For one thing, incumbent homeowners may pay much lower property taxes than new owners, since their taxes are based on the year in which they bought their property. This discourages relocation, as a newly-purchased property will have a much higher yearly cost; property transfers have fallen considerably in California since 1978. Along with regulatory constraints and other problems common to most states, this has hindered the provision of housing, by reducing the cost of withholding land from the market. Moreover, since land has tended to appreciate in most of the state, the tax structure ends up taxing land at a rate far below 1%. Combined with exceedingly low interest rates, this has made land a good passive investment and has reduced the incentive to develop new lots. When Mark Zuckerberg buys and tears down four houses adjacent to his for more privacy, he can do so in the confidence that his taxes on those millions of dollars’ worth of Palo Alto land won’t rise much above 1% of the purchase price in 2016 when he bought them – regardless of what happens to the land value over the years.
The decline in property tax revenue has also pushed the state to adopt higher sales taxes. Not only does the state collect a 6% tax itself, but counties and cities are required to collect an additional 1.25%, and many opt to collect still higher rates. The reliance on tax collected from retailers has also encouraged localities to promote commercial development over residential offerings, skewing zoning and further driving up rents. While some essentials like groceries are exempted from the sales tax, the result is likely still regressive, hitting lower and mid-income Californians the hardest.

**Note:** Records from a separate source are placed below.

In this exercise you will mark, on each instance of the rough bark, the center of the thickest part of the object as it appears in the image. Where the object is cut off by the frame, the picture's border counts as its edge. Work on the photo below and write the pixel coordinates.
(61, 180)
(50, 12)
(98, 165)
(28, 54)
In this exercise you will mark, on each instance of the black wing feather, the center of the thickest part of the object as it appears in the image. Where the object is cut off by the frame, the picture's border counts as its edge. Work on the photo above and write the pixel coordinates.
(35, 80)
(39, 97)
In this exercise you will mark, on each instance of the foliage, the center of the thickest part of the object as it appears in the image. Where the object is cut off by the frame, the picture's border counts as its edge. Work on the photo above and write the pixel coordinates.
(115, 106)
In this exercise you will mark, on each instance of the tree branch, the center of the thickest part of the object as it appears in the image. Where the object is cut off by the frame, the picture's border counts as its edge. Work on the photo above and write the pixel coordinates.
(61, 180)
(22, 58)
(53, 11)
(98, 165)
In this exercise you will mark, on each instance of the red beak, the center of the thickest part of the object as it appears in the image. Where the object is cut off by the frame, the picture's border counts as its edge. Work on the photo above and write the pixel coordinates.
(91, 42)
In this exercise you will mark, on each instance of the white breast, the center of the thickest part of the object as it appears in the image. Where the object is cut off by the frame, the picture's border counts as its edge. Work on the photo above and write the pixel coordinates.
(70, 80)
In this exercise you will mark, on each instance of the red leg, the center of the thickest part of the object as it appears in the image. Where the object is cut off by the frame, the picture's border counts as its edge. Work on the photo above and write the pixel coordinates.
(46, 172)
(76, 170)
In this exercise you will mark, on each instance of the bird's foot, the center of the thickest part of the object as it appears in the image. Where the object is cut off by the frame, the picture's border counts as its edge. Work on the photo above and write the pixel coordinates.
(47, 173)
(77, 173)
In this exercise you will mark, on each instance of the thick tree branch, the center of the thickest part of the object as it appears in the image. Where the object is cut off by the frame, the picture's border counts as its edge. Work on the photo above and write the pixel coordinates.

All of this adds up and contributes to the fact that nearly one in four Californians is living in poverty according to the supplemental poverty measure. California critics are right on one point – the tax code in California has created a major problem. But it’s the burden it places on the working class that they should be worried about. Until Californians show a willingness to shift that burden, the 2030 census may be no kinder than the 2020 one.